Лицо как-то жалобно посмотрело на свободную полку и сказало:

– Извините.

Дверь закрылась. Трофимов расстроился. Он даже оглянулся на попутчиков, удостоверился, спят ли они. Отчего это он так разнервничался? Почему такое пустяшное дело, как возможная проверка билетов, пустяшное в сравнении с тем, что они задумали, решительно вывело его из равновесия? Ведь теперь он не то, что прошлой осенью, когда имел приказ, имел особое поручение предотвратить преступную акцию. Теперь он сам, добровольно, без нажима, исключительно из внутренних причин стал попутчиком Варфоломеева. Да, сам, собственноручно, по своему хотению. Почему он раньше не предполагал, насколько приятно самому что-нибудь задумать и совершить? Когда сам принимаешь решение, то как бы открываешь будущее, именно открываешь, а не делаешь, потому что будущее где-то уже есть, раз к нему непременно приходят. Он, может быть, впервые почувствовал, как приятно бегут мурашки по спине, как внутри таинственно, страшно и неопределенно холодеет, как будто ты не человек, а руководитель всемирного процесса, гражданин Вселенной, равновеликий всему прочему и свободный. Конечно, страшновато, всегда страшно стать новым человеком, ведь неизвестность пугает, пугает и притягивает. Трофимов уже с благодарностью смотрел в затылок бывшему однокашнику, но не снизу вверх, как раньше, а как равный на равного. Да, свобода вещь опасная. Все настораживает, от всего задумываешься, где что изменится, поползет, шевельнется – все беспокоит, потому что если ты руководитель себя, то будь добр, наблюдай за всем, все учитывай, на всякое вводи поправку. Если где сквознячком потянуло поправку на ветер прими, если где связь оборвалась – узелок завяжи, ну а ежели погода портится, влажность растет – в кровь разбейся, а порох держи сухим. Трофимов еще раз взглянул на однокашника, убедился, что он спит, и решил последовать его примеру.
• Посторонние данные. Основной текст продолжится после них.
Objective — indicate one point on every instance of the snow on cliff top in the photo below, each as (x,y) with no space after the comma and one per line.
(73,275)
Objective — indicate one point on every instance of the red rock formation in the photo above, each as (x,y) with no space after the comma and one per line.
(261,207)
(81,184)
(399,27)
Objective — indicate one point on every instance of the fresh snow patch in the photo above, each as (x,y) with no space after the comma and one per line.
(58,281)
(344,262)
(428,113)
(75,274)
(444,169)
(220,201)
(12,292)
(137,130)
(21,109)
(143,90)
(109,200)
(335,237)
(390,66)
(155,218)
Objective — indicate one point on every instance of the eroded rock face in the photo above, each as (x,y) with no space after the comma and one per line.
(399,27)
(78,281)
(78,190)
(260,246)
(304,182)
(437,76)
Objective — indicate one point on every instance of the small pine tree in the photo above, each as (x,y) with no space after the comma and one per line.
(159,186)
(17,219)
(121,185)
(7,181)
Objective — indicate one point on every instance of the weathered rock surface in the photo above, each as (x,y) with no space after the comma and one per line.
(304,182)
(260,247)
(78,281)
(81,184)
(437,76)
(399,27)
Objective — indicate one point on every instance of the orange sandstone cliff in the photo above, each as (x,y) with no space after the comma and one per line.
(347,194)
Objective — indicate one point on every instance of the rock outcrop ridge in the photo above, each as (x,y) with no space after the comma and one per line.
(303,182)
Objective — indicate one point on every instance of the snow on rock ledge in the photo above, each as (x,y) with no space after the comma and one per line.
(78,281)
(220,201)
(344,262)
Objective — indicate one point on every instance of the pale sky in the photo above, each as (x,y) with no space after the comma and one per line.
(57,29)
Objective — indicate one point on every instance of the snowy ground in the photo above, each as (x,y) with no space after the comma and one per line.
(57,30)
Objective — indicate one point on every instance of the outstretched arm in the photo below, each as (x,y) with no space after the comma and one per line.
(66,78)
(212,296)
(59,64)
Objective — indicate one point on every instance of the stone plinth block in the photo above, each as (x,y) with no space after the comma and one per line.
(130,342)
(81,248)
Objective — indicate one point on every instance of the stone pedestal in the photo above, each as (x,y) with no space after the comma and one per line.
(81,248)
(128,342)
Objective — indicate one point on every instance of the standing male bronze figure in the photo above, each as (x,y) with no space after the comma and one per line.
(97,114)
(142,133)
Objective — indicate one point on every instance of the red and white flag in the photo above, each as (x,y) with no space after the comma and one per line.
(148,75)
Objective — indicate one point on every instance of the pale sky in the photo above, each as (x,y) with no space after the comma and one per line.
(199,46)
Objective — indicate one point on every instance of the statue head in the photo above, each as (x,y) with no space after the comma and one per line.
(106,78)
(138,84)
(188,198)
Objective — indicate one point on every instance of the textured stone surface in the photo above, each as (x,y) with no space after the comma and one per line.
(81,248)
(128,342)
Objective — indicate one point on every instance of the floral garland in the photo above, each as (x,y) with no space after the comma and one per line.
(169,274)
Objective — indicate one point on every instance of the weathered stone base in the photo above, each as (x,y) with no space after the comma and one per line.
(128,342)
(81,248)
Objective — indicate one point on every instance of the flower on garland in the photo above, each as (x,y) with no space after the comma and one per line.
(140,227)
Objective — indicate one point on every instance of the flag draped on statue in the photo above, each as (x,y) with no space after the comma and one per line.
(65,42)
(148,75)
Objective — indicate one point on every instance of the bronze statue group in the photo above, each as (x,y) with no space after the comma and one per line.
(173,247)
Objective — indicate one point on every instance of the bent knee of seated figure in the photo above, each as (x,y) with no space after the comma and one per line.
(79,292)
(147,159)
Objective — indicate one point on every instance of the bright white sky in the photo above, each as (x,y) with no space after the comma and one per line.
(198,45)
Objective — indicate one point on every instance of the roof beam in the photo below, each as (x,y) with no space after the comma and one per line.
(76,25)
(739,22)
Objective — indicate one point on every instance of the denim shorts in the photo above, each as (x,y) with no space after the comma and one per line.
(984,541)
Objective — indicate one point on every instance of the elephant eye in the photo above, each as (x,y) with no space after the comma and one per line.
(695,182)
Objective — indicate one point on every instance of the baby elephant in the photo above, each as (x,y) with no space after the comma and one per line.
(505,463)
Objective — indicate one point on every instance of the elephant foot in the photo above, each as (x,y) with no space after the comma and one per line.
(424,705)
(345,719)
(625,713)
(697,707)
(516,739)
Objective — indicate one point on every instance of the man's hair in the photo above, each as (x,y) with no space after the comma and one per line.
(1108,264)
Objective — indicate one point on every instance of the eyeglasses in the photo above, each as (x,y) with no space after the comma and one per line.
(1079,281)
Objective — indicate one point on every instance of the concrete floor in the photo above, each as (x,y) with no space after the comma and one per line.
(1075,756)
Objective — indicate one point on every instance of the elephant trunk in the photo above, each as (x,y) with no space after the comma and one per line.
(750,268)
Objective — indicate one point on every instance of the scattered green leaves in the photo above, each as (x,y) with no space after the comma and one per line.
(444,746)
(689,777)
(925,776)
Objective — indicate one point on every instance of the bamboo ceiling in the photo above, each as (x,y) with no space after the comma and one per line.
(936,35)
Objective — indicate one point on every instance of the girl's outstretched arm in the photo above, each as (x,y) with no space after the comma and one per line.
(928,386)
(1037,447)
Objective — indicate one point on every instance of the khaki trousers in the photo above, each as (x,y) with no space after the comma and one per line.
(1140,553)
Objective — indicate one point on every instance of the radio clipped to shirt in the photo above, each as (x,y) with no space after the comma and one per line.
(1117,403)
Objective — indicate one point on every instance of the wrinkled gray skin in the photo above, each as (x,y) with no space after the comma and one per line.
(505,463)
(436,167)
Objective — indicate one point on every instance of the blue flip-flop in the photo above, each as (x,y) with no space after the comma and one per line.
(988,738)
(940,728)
Наконец все трое уснули. Их еще живые тела едва подрагивали поперек железнодорожного движения, а души, не подверженные механическому воздействию, парили над слепой июльской ночью. Проехали хутор Михайловский, Брянск. Все шло по расписанию, без срывов, без сновидений. Только под утро, часа за четыре до конечной станции, Сергей Петрович беспокойно заворочался на верхней полке. Ему снился затерянный в густых непроходимых лесах городишко. Двухэтажный деревянный дом, крашеный холодной серой краской, крутая мощеная улица с деревянным тротуаром и истертый до блеска металлический рычаг артезианской колонки. Если снизу, от колонки, смотреть вверх, то кажется, что горбатая, в ухабах, улица упирается прямо в синее небо, и пожилой велосипедист в белой парусиновой шляпе не случайный гражданин Вселенной, а Илья Ильич Пригожин. Тяжело ему, наверно, идти с велосипедом вверх, тяжело тратить последние старческие силы, зная о существовании в природе реактивного движения и цельнометаллических моделей. Но чертовски манит косогор. Косогор – это такое странное место для российского человека, такой стимул, такое чудо, интереснее которого трудно найти. Да, именно, дорога без конца, без препятствий, без поворотов, вверх, прямо в голубую пропасть. Забыть о спусках, об однообразных серых горизонтах, взлететь, воспарить, хоть как, хоть с чем, на авось, лишь бы узнать новые пустоты в далеком пространстве причин и следствий. Варфоломееву жалко до слез старика. Он знает, что там, за косогором, тот же городишко, те же серые неухоженные дома, та же беспросветная неустроенная провинциальная жизнь, и ему непременно хочется: пусть произойдет чудо, пусть хоть что-то будет другое, какой-нибудь необыкновенный механизм или устройство, а лучше – настоящая серебристая махина. Так и снится ему ее вертикальное космическое тело над рекой, над городом, над диким непроходимым еловым лесом, над одиноким велосипедистом в белой парусиновой шляпе.